L'aiglon (French for eaglet), a 4-year-old bald eagle, soars off a bluff of the Missouri River. The Raptor Rehabilitation Project cared for the injured bird and released him back into the wild after 7 months.

On June 17, a bald eagle soared off the bluffs of the Missouri River near Easley. Seven months earlier, L’aiglon (French for eaglet) couldn’t fly. The 4-year-old bald eagle was found in a Callaway County pasture. How he was injured is a mystery.

The Raptor Rehabilitation Project, a student organization in the MU College of Veterinary Medicine, took the bird’s case.

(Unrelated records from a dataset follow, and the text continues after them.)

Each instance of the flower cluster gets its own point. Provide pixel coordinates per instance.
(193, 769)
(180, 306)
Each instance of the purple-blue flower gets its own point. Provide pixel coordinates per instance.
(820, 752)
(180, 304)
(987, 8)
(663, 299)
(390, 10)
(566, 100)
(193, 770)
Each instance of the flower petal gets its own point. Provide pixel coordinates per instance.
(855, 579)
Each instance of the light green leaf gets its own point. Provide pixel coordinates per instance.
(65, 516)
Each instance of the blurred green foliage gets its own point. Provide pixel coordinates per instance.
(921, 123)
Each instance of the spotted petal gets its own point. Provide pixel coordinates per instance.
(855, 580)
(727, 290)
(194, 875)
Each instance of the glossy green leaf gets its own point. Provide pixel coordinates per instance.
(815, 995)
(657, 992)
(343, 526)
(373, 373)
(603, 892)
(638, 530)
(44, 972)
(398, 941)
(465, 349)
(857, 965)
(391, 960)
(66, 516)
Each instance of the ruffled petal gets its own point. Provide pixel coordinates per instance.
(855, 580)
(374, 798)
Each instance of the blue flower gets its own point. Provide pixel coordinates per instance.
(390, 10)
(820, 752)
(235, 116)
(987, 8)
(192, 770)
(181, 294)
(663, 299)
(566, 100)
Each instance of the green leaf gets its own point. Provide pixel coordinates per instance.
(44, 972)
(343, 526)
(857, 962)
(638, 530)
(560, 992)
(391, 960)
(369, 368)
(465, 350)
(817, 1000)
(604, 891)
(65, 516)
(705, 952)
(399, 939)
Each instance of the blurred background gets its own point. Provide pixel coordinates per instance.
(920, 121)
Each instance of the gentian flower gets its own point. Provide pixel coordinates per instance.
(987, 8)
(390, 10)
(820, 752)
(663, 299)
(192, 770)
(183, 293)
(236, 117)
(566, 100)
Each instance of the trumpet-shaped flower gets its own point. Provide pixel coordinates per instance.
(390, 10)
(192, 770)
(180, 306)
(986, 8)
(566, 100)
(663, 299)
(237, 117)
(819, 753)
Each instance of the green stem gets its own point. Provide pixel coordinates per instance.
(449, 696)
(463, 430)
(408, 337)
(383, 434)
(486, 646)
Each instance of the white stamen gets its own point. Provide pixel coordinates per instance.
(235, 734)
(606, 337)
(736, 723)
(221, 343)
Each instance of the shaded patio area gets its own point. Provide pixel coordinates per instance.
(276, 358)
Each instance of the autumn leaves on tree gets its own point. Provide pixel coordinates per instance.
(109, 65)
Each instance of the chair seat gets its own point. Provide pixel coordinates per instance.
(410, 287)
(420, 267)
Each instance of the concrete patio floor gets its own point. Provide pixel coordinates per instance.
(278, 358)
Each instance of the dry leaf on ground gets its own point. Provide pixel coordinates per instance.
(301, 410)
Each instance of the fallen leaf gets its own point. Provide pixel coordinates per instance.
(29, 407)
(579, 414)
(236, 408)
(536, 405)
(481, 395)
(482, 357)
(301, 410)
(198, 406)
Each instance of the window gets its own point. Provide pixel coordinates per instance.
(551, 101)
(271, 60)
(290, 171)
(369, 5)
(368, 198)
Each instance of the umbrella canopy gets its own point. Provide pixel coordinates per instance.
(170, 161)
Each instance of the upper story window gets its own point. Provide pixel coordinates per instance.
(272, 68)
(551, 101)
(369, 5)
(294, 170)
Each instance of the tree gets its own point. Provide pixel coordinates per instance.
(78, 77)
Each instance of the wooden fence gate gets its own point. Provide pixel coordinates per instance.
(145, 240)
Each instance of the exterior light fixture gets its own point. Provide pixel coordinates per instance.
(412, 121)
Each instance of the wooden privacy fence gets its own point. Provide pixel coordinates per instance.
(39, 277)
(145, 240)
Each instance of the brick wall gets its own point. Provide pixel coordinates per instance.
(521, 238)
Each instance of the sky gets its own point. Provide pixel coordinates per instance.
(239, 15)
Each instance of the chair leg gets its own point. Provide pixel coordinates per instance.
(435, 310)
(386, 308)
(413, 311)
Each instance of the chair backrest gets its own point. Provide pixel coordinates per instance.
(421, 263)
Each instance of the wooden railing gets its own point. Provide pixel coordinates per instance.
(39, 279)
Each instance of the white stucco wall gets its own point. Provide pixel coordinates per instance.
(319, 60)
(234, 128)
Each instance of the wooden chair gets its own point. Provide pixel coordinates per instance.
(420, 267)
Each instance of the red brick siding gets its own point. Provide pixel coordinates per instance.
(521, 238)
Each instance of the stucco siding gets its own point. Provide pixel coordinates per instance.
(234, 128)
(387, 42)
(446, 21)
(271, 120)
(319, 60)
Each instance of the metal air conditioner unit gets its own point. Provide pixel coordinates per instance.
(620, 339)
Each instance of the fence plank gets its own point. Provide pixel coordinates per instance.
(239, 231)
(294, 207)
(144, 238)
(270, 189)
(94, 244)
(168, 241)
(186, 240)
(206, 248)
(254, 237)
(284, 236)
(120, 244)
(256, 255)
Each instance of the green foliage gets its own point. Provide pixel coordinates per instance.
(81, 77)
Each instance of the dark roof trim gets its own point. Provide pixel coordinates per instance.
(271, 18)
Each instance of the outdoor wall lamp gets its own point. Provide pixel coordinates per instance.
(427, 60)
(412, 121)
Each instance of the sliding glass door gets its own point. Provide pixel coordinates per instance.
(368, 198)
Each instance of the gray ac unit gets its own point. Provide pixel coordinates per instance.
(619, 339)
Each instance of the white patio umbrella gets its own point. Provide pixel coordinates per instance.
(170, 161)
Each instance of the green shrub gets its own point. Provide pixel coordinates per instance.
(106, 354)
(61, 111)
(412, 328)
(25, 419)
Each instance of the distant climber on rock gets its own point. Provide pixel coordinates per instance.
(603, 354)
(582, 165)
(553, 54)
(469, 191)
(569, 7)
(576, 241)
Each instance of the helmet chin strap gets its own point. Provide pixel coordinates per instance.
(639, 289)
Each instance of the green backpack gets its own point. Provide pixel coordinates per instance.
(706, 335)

“Injuries commonly seen in our patients include being struck by cars, becoming entangled in barbed wire fence, or falling victim to gunshot wounds,” says Erin West, president of the Raptor Rehabilitation Project.

After surgery to repair a fracture in his left wing, L’aiglon spent about four months building up his flight muscles in a large cage.

"His biggest challenge will be to find an appropriate habitat for himself," West says."Nesting eagles can be very territorial and may chase him away from land surrounding existing nest sites. We released him approximately three miles from the closest known nesting site in order to minimize that problem."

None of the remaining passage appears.